Here are a few of the suggested activities in this topic - please download the full Teacher's Pack for more info, background, discussion topics, and curriculum links.
1) Play Chinese Whispers, to show how something can be changed through passing on orally. Begin with the teacher writing something down, show it to the first pupil, then pass verbally (whispered) around a circle: what does the last person think was written on the paper?
2) Take the first phrase from the Morris tune 'Old Mother Oxford', which uses the first five notes of the C major scale:
Children can learn to play on a keyboard, glockenspiel or similar; with tuned percussion, you may choose to remove the notes not used in the phrase for lower ability groups. Click here to watch a group of children from Windmill School play this tune.
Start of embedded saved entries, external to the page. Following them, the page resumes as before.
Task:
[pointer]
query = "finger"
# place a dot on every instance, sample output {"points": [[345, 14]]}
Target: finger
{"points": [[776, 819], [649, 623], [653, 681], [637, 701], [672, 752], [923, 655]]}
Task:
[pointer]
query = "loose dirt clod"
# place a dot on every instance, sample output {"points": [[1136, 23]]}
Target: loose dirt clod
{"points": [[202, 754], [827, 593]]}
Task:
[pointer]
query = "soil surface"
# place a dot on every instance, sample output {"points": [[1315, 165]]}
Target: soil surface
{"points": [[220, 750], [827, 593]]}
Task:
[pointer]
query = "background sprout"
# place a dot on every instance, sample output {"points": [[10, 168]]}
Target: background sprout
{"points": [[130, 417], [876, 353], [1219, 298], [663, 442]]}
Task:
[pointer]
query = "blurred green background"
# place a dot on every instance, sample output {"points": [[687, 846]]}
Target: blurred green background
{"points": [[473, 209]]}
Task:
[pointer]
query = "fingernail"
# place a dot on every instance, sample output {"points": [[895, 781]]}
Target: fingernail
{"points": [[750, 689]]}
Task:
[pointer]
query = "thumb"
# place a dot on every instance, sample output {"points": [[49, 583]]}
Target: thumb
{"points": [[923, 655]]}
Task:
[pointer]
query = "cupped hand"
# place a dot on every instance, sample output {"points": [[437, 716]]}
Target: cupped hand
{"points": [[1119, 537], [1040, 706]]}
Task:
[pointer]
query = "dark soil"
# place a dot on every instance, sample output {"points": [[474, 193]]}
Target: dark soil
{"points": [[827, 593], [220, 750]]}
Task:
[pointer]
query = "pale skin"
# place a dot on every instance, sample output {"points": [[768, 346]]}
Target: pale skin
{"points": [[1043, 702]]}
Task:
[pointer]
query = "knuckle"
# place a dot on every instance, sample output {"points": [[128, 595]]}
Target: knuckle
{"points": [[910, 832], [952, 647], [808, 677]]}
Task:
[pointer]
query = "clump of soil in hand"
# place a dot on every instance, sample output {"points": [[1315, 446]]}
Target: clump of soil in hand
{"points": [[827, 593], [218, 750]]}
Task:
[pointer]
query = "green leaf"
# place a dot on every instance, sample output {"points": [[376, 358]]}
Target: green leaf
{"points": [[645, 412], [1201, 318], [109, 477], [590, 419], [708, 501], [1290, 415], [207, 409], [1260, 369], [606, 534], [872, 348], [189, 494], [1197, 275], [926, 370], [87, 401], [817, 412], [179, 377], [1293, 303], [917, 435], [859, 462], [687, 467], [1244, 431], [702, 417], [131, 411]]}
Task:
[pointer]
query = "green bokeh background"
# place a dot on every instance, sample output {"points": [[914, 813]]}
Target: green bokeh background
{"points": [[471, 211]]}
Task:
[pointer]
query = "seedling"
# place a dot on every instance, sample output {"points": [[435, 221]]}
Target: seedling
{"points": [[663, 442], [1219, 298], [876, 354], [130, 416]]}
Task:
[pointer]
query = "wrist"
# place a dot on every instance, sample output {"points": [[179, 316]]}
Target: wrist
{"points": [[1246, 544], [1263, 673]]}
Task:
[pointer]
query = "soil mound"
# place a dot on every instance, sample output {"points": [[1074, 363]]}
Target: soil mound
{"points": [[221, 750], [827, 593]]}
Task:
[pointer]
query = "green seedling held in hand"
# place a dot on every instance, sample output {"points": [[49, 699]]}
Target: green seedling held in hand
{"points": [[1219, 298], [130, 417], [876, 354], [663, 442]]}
They can then take these five notes and put them in a different order (they can use each note more than once) using the same rhythm: quick – quick – quick – quick – slow – quick – slow – slow – slow. This will create a new phrase of melody.
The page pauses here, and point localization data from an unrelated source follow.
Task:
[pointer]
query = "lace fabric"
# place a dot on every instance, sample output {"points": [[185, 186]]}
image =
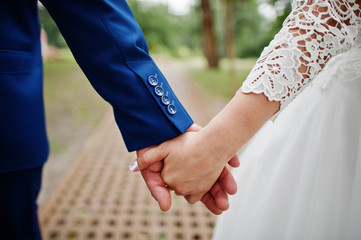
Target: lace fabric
{"points": [[314, 32]]}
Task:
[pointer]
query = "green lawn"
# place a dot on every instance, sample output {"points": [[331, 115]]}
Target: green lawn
{"points": [[72, 106]]}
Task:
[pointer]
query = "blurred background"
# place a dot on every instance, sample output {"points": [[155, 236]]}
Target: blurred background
{"points": [[214, 43], [217, 40]]}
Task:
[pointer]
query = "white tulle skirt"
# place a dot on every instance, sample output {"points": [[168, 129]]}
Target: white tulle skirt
{"points": [[300, 176]]}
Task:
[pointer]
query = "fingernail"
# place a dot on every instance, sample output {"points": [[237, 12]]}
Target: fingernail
{"points": [[133, 166]]}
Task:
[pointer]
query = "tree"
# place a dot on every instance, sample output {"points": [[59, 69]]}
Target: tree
{"points": [[209, 38]]}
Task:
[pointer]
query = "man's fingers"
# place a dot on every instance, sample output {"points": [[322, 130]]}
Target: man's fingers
{"points": [[220, 196], [234, 162], [210, 203], [194, 128], [156, 186], [227, 181], [191, 199], [150, 157]]}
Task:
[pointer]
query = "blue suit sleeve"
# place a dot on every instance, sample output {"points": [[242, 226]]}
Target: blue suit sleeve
{"points": [[109, 46]]}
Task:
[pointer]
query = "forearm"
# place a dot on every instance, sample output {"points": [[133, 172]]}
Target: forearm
{"points": [[243, 116]]}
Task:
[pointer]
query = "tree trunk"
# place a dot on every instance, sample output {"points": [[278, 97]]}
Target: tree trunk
{"points": [[230, 46], [209, 38]]}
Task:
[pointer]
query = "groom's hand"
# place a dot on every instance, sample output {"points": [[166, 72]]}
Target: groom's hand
{"points": [[216, 200]]}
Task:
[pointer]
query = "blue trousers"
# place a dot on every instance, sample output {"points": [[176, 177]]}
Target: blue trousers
{"points": [[18, 208]]}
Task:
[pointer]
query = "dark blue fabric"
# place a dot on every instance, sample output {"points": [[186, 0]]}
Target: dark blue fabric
{"points": [[18, 209], [111, 50]]}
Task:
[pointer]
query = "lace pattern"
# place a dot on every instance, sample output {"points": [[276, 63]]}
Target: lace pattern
{"points": [[313, 33]]}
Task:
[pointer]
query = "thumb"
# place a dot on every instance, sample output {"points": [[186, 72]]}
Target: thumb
{"points": [[148, 158]]}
More able children can create two new phrases, and then play all their phrases together using the pattern [original – variation 1 – variation 2 – original] to create a new piece of music (they could also do this in pairs, with each person making up one phrase). Can they teach their tune to someone else? What changes from the original? What stays the same?
3) Watch the 'Music in the Family Video'. It's around 20 minutes long so you may want to choose some clips in advance. What do you think it was like for Julie growing up with a famous grandfather?
4) Using this website, pick out some important places in the life of William Kimber, and use them to create a map of Kimber landmarks, either drawn or using Google Maps. More able children could design a walk to visit these places, and write out clear directions using compass points, road names, and directional language. Click here for an example made by children in Year 5 at Wood Farm School.
5) The whole class could learn to sing the chorus from “My Pretty Little Blue Eyed Maid”. Isn't it a funny way to say that someone is nice?! Children can re-write their own lyrics in small groups, thinking of the silliest way to describe someone as being nice, and then sing their song to the class. For less able children encourage them to stay within the structure of the song and simply replace 'jam', 'marmalade' etc with another word.
"For it's oh she is, oh yes she is, she's sweeter than ham, and I sir,
Don't you think I - if she were a pie - really could manage to eat her?
For it's oh she is, oh yes she is, she's sweeter than marmalade,
Oh she's nicer than ham and better than jam, my pretty little blue-eyed maid."